Monday, January 26, 2009

Questions with No Answers

I've been getting around to some of the older books on my to-be-read list this winter, and at this point I don't even remember who recommended some of these books to me. That's a good thing in the case of Donna Tartt's The Little Friend, because now I have no one to blame.

There were interesting bits. I kept thinking it was going to come to something, so I'd put aside the two other books I'm reading and think it was about to be worth the time I'd already spent and the way the eyes of the creepy-looking doll on the cover seemed to follow me around the room. But, no. I got to like the main character, Harriet, so I was disappointed that she didn't really succeed at any of the tasks she set for herself, and that no one ever noticed what she was doing. At the end of the novel, Harriet has a gun, and her nemesis has a gun, and they meet at the same water tower, and yet there is no resolution to all the questions they've brought with them. By that time, I disliked everyone but the children, Harriet and Hely, so intensely that it was hard to care, anyway.

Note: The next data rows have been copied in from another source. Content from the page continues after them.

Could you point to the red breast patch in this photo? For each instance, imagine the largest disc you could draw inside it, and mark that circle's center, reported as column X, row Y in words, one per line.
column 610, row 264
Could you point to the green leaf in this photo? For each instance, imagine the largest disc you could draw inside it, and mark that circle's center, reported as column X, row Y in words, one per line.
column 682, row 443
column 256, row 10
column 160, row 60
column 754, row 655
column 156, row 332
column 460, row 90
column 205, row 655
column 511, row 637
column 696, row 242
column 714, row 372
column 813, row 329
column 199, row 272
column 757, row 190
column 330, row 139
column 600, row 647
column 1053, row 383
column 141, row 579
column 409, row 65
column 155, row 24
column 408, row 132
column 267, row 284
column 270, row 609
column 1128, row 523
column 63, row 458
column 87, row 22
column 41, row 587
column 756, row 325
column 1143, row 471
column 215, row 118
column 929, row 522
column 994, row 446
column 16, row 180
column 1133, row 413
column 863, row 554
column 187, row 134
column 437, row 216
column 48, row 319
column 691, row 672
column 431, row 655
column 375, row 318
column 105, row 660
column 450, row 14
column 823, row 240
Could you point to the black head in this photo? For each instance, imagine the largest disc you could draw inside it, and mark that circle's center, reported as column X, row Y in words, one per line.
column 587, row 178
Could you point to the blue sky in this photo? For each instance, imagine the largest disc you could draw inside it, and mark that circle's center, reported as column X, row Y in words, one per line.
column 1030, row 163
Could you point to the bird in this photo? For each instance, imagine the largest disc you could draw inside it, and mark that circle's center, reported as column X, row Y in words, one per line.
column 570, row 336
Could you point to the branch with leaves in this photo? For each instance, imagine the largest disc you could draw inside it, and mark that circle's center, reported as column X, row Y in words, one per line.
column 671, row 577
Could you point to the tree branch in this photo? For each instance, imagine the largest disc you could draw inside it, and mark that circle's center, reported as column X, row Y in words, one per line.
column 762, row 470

This is an older book, published in 2002, and all the reviews I read were admiring, mostly because Tartt's first novel was such a sensation that everyone seemed to be glad she'd written a second one. The only person I found who had any objections to The Little Friend is Anita Brookner, in her Spectator review.

There is a particular kind of literary fiction that garners admirers by virtue of its character studies. The Little Friend is not that. I wouldn't exactly call it Southern Gothic, either, although many have. It's not a thriller, although some of the plot would lead you to believe that it will be. It's neither fish nor fowl nor good red herring. Just walk on by, and ignore the creepy eyes.

3 comments:

Teresa said...

I read this a couple of years ago and liked it well enough but really didn't get what all the fuss was about. Like you, I kept expecting it to develop into something really interesting, but it didn't quite get there.

Harriet M. Welsch said...

I didn't even manage to finish The Secret Friend. Not that it was so awful, but the book was due back to the library and it didn't seem worth a renewal. I did enjoy A Secret History, in a way that made me feel kind of hungover afterwards -- I read like an addict and then felt cheap and tawdry when it was over.

Jeanne said...

I'm glad to hear I'm not alone. Harriet, "hung over" is a good way to describe the feeling of having read a Tartt-y book.